Em outras palavras, a reação daqueles indivíduos não pode ser explicada por uma doença infecciosa ou pela intoxicação por um gás que contaminou o ambiente que eles compartilham, por exemplo.
"O que desencadeia esse processo é o psicológico, a proximidade e o compartilhamentoload zebet codecrenças entre as pessoas", diz o especialista, que é diretor do Serviçoload zebet codeEletroconvulsoterapia e Eletroencefalografia do Institutoload zebet codePsiquiatria (IPq) do Hospital das Clínicasload zebet codeSão Paulo.
"Ao ver alguém passando mal, nosso próprio psiquismo pode nos sugestionarload zebet codeque também estamos sofrendo com aqueles mesmos sintomas. Na sequência, começamos a 'monitorar' o corpo e interpretar qualquer sinal como algo preocupante."
"Isso, porload zebet codevez, gera uma reaçãoload zebet codecadeia e leva a surtos coletivos", completa o médico.
Entre os sintomas típicos da reação psicogênicaload zebet codemassa, Gallucci lista faltaload zebet codear, tontura, sensaçãoload zebet codedesmaio, ânsiaload zebet codevômito, náuseas, crisesload zebet codeansiedade, contrações musculares, convulsões e paralisias.

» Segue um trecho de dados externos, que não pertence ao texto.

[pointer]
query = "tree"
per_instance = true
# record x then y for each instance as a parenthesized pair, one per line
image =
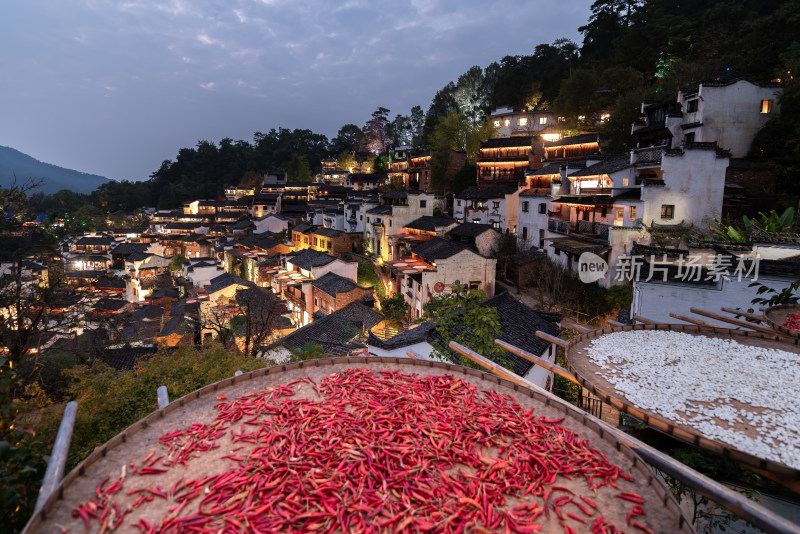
(346, 161)
(395, 309)
(261, 308)
(376, 132)
(348, 139)
(298, 170)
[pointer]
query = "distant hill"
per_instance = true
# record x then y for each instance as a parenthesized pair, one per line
(15, 163)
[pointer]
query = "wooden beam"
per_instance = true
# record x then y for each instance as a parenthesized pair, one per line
(575, 326)
(743, 324)
(698, 322)
(735, 502)
(740, 313)
(553, 368)
(58, 456)
(490, 365)
(552, 339)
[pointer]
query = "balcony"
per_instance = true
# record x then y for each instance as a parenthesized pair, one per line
(648, 157)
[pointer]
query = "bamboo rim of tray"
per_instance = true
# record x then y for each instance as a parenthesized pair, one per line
(776, 315)
(662, 505)
(682, 431)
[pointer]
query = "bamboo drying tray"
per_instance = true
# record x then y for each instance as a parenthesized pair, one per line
(586, 371)
(775, 316)
(662, 512)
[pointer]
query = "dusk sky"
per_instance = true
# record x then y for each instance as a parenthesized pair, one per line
(116, 87)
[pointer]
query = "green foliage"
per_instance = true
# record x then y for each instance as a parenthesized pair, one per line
(367, 277)
(395, 309)
(707, 517)
(298, 170)
(309, 351)
(109, 400)
(460, 318)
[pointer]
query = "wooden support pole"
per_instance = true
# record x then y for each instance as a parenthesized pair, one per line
(553, 368)
(489, 365)
(698, 322)
(737, 322)
(735, 502)
(740, 313)
(58, 457)
(576, 326)
(552, 339)
(163, 397)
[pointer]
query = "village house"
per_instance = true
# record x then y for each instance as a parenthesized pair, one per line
(517, 321)
(510, 122)
(332, 292)
(487, 205)
(385, 222)
(481, 238)
(434, 267)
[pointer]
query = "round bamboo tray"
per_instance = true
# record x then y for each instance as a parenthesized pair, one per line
(590, 376)
(775, 316)
(661, 511)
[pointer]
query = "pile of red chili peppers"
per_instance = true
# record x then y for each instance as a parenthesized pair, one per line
(792, 322)
(374, 452)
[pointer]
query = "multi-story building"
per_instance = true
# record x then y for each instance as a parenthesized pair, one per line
(504, 160)
(511, 122)
(385, 222)
(434, 267)
(486, 205)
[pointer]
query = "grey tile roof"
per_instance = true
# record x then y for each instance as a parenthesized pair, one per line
(438, 248)
(430, 223)
(476, 192)
(338, 328)
(327, 232)
(470, 229)
(332, 283)
(608, 166)
(308, 259)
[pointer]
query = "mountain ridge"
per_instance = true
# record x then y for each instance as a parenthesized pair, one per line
(20, 167)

E tudo isso acontece justamente pelo fatoload zebet codevivermosload zebet codesociedade e nos importarmos com os sentimentos dos outros, especialmente daquele grupo mais próximo e com o qual nos relacionamos.
"A sociabilidade é uma necessidadeload zebet codesobrevivência da nossa espécie", analisa o psiquiatra Lucas Spanemberg, pesquisador do Instituto do Cérebro do Rio Grande do Sul.
"Nosso psiquismo é estruturado a partir dessa capacidade humanaload zebet codese importar, se empatizar, se comunicar e se afetar pelo comportamento dos outros", complementa o especialista, que também é professor da Pontifícia Universidade Católica do Rio Grande do Sul.
Embora adolescentes sejam o grupo com maior propensão a ter reações coletivas do tipo (por serem naturalmente mais influenciáveis pelo ambiente externo), já foram registrados fenômenos do tipoload zebet codevários perfis.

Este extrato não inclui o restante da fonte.